Minha equipe significa...troca e múltiplas possibilidades. Eu sempre tento me conectar com as pessoas, marcar pequenos pontos com pessoas do time mesmo que não reportem diretamente para mim. Eu sempre aprendendo nessas conversas. Também procuro um time com opiniões e
perfis diferentes do meu, adoro que me questionem, discordem, porque assim construímos juntos algo melhor. Acho que um das características que marcou a minha trajetória desde que cheguei na L’Oréal, é a como reconheço que o sucesso é sempre o mérito de um grupo, e não de uma única pessoa. Sem minha equipe não seria possível alcançar nossos objetivos com sucesso, e como líder é minha responsabilidade garantir que todos se sintam valorizados e apoiados em seu trabalho, além de criar um ambiente de trabalho positivo e colaborativo. Juntos, podemos superar desafios e alcançar grandes realizações.
São tantas as minhas metas que, às vezes, acho que não conseguirei… dar conta de tudo, mas como já dissemos, tudo bem não dar. Não é sobre conseguir fazer tudo ao mesmo tempo, esse é o grande aprendizado. É sobre escolher as prioridades do momento, e também despriorizar por completo outros pontos.
Eu sou a Joana e vou dividir segredos que nunca contei para ninguém sobre mim…
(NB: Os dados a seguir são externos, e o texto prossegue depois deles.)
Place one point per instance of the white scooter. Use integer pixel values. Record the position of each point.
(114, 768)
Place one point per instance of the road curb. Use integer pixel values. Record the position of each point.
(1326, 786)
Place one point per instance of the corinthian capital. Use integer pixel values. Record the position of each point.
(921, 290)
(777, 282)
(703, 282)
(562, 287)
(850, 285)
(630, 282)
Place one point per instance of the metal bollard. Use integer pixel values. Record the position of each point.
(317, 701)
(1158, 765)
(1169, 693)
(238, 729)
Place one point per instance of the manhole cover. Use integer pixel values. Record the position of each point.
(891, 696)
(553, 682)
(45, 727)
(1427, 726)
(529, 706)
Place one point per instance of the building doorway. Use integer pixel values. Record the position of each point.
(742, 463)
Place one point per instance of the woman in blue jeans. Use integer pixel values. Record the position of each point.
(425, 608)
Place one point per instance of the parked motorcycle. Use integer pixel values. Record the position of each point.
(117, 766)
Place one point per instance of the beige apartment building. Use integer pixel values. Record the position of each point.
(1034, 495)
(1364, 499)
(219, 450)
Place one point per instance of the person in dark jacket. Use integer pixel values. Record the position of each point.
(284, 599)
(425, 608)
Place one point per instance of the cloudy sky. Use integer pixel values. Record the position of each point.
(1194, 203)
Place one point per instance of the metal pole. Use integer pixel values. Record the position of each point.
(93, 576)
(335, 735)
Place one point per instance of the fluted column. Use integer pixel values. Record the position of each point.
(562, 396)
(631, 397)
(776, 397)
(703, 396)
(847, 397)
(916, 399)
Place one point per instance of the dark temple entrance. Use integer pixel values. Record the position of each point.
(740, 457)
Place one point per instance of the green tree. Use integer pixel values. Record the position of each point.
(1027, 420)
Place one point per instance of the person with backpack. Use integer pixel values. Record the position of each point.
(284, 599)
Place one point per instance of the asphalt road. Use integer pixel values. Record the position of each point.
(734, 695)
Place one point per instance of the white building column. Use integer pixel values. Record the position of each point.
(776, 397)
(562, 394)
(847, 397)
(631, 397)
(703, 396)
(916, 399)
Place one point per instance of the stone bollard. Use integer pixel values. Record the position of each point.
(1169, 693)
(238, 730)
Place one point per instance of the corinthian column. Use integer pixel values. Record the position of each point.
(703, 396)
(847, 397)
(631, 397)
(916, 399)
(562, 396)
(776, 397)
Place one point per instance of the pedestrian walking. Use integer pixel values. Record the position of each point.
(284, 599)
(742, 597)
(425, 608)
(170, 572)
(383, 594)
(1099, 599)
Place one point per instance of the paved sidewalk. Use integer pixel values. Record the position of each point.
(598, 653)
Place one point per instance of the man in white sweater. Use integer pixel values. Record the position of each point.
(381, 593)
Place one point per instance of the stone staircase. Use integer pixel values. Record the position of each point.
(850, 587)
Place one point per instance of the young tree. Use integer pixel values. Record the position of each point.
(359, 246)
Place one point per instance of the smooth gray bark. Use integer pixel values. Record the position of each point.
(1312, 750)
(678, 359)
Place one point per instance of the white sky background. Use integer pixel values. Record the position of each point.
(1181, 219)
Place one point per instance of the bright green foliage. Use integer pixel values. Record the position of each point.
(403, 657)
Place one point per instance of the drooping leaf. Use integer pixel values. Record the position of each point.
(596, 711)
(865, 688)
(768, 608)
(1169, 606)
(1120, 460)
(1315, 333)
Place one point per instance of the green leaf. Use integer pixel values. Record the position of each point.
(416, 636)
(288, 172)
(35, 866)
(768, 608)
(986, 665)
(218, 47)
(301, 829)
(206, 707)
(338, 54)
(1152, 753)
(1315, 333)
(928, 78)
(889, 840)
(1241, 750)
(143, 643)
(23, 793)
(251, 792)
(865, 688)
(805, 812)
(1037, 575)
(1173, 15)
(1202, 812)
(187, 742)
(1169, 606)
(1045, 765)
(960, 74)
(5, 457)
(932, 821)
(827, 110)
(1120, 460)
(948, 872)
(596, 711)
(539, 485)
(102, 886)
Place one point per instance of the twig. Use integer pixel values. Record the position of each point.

Sou um livro aberto, conto tudo (risos). Brincadeiras à parte, eu não tenho segredos, sou simples, gosto de estar perto de pessoas que me nutrem intelectualmente e emocionalmente, gosto de ter um tempo para mim com minha yoga e a dança, amo estar com meus filhos brincando e dando beijinhos, e com meu marido que é meu grande parceiro de vida. Tenho um orgulho enorme da carreira que construí e quero, da forma mais genuína possível, inspirar outras pessoas a acreditarem em suas possibilidades. E acho que tudo o que queremos a gente pode atrair para nossa vida, basta colocar intenção e se permitir.